I am putting two characters into a one character buffer.

When I allocate two characters instead, it works.

I will have to get used to allocating space for the null terminator.

-Dan

Incidentally, I just learned about fgetc... I was using fgets to pull in a character (which had to be allocated as two characters because it must also pull in the null terminator), when really that was just complicating things. I wouldn't have had a problem at all if I had just used fgetc. So I have fixed the code and made it a bit more readable:

bool getline(FILE *f, char* ln)
//Get a line of text from a file
{
    char ch;
    bool endLine=false;
    int ps=0;
    
    ln[0]=0;
    
    do
    {
        ch=fgetc(f);
        if ((ch=='\n') || (ch=='\r') || (ch==EOF)) endLine=true; //end of line, exit loop
        if (!endLine) ln[ps++]=ch; //if we are still in the file, build the string
    } while (!endLine);

    ln[ps]=0; //put a zero-terminator at the end of the string
    
    return ch==EOF; //send back if we have reached the end of the file
}

Then the instantiating code could be as such:

FILE *f;
    char  buf[256];
    char *ln = buf;
    bool go=true;
    
    //open file, such as f = fopen("c:\\sample.txt", "r");
    
    do
    {
        go=!getline(f,ln);

        //work with the line here...
        //example: cout << ln << '\n';, though there are much better
        //methods to use if we are simply displaying a line.

    } while (go);

    //at some point, close the file
    fclose(f);

Note the string returned will not have the \n or \r at the end, it will strictly be the text. If the line was blank, it will return a null string.
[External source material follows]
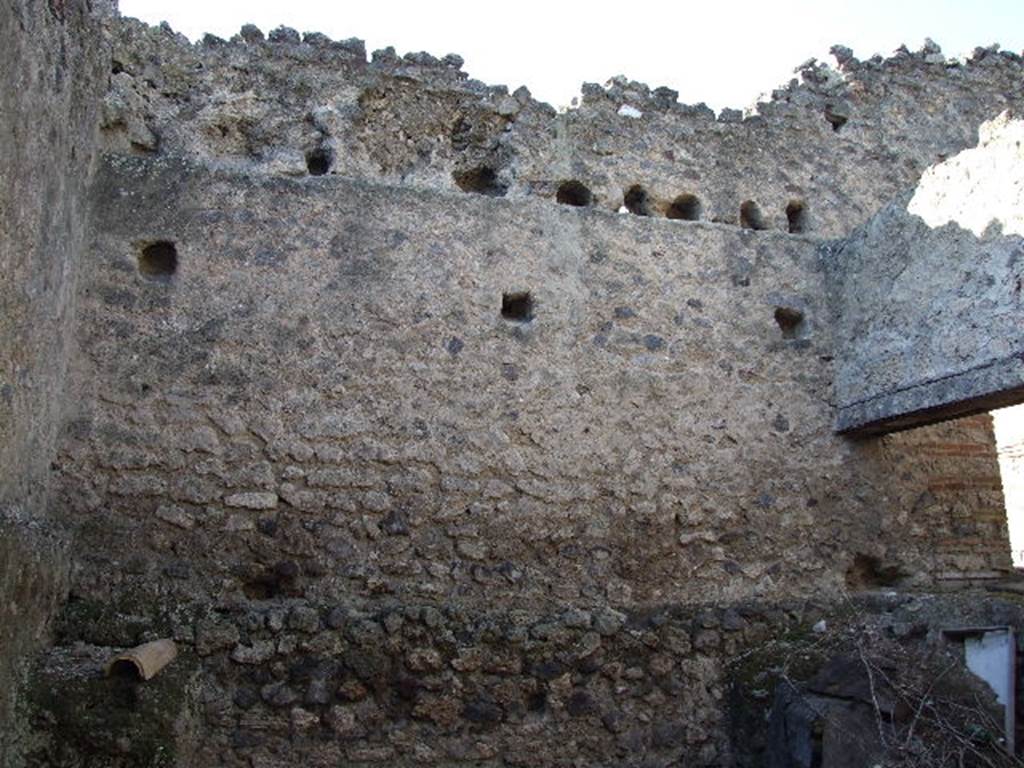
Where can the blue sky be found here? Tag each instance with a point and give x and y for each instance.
(725, 53)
I'm sure there is a better way to build the string than to specifically index each character and explicitly add a zero-terminator at the end... but this is what I know at this point.
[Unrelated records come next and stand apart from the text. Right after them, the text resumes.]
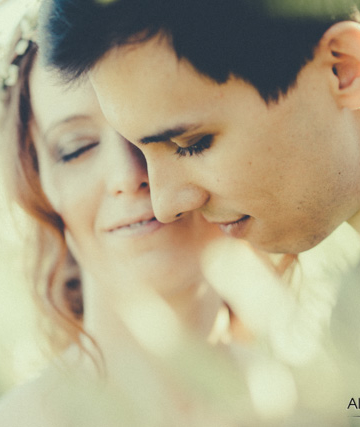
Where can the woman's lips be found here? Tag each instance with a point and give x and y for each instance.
(137, 228)
(236, 228)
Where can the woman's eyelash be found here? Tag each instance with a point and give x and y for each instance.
(77, 153)
(202, 144)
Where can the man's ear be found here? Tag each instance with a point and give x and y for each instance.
(340, 45)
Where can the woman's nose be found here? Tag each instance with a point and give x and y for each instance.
(173, 193)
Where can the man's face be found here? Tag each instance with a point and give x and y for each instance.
(282, 176)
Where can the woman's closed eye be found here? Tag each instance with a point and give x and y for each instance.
(197, 148)
(68, 157)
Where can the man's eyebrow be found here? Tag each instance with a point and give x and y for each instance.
(167, 134)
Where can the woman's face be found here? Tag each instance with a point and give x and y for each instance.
(97, 182)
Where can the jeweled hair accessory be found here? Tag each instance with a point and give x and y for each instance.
(12, 53)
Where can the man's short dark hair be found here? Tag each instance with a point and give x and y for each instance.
(257, 40)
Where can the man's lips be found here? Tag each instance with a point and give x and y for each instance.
(236, 228)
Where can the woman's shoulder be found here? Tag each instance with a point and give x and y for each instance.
(42, 400)
(30, 404)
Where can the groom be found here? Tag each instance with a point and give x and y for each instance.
(246, 111)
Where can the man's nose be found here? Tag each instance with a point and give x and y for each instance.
(172, 195)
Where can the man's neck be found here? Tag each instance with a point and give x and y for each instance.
(354, 221)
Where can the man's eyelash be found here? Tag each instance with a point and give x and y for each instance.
(203, 144)
(77, 153)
The power is that I can modify the getline function to look for other characters along the way and do things such as exclude characters, change characters, use other characters than /n or /r to delineate the string, etc. And the code should be perfectly portable and safe.
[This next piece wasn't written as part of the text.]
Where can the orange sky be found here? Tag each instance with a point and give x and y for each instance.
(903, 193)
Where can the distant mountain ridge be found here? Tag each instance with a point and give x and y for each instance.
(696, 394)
The other problem I can forsee is if the line ends in a \n\r combination, it will send the line and clear the \n but the next read will be null because it will see the \r before it gets to the next line. However, it seems the files I am testing on (and I made one in notepad to be sure) do not have this problem.

I could put an if (endLine && !EOF && ps==0) endLine=false; just before the end of the loop if that does prove to be a problem. Note that would also skip any blank lines (such as double spacing after a paragraph in a text document).